【ワシントン=伊藤宏】民主党が総選挙で勝利したことを受け、オバマ米政権は朝鮮半島の非核化やアフガニスタン情勢、気候変動などあらゆる問題で、新たに発足する民主党政権と緊密に協力していく考えを強調した。総選挙の結果は米メディアでも関心を集め、「野党の勝利というより、自民党への否定」とする分析が目立った。
米ホワイトハウスのギブズ大統領報道官が30日、「強固な日米同盟関係と緊密な協力関係は、次期政権の下でも継続すると確信している」との声明を出したのに続き、米国務省も同日付の声明で「朝鮮半島の非核化、気候変動、エネルギー、アフガニスタン・パキスタン、人道・保健衛生といった問題で、日本の新政権と緊密に協力していく」と表明した。
ルース駐日大使も31日、「日米両国が直面するすべての問題について、日本の新しい政府との協力を期待している」との声明を発表した。
メディアの関心も高い。ニューヨーク・タイムズ紙(電子版)は、「日本の野党が地滑り的大勝利」とする記事を掲載。「この勝利は野党の信認というより、現政権への明確な否定と受け止められている」と指摘したうえで、「この国の伝統的に受け身な有権者たちが、自らの手で国をコントロールできることを示した活力あふれる瞬間」と評した。

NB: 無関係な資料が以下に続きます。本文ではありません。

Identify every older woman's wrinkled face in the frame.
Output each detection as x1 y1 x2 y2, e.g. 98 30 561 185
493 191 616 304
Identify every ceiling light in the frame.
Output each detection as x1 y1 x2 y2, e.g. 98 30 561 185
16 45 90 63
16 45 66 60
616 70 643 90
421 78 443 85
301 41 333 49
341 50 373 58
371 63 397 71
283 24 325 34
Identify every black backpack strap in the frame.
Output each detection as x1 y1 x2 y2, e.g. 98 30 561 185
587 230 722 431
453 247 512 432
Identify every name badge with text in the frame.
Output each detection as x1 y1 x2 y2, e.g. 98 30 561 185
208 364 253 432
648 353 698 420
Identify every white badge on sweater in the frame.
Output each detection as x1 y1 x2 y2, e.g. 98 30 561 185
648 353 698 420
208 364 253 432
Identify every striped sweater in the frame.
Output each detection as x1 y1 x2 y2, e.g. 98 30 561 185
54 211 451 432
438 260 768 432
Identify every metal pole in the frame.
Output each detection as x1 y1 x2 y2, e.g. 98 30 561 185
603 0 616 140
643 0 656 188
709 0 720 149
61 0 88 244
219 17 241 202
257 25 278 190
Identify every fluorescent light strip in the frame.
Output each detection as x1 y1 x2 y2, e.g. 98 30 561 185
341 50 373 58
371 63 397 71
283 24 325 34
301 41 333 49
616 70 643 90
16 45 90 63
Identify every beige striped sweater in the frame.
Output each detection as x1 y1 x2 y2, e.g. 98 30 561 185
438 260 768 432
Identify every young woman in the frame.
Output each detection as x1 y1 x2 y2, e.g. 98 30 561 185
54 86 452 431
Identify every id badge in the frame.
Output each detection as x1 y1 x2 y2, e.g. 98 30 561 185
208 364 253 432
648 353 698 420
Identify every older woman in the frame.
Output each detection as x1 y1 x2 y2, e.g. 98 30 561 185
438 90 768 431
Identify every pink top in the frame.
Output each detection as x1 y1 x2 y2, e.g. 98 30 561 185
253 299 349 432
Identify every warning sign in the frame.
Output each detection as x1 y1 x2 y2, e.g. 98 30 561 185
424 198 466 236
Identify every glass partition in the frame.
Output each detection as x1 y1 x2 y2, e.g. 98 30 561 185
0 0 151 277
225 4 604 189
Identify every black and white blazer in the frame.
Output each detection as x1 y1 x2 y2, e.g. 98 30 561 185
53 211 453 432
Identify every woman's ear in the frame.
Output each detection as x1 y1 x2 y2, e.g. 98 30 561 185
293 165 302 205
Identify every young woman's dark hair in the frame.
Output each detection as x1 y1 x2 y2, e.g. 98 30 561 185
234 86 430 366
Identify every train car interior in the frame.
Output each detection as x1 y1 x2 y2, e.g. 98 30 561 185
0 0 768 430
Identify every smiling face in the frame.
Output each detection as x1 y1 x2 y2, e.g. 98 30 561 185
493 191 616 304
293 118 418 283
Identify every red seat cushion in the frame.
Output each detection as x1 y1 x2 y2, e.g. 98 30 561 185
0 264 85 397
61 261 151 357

ワシントン・ポスト紙(電子版)も「世界一の高齢化社会への不安、多額の財政赤字、高い失業率と経済不況。こうした失敗について、有権者は自民党と麻生首相を罰した」とし、「野党の勝利は魅力的な政策やカリスマ的なリーダーシップがあったからではなく、有権者が自民党から権力を奪い取ることができる唯一、可能な方法だったからだ」との見方を示した。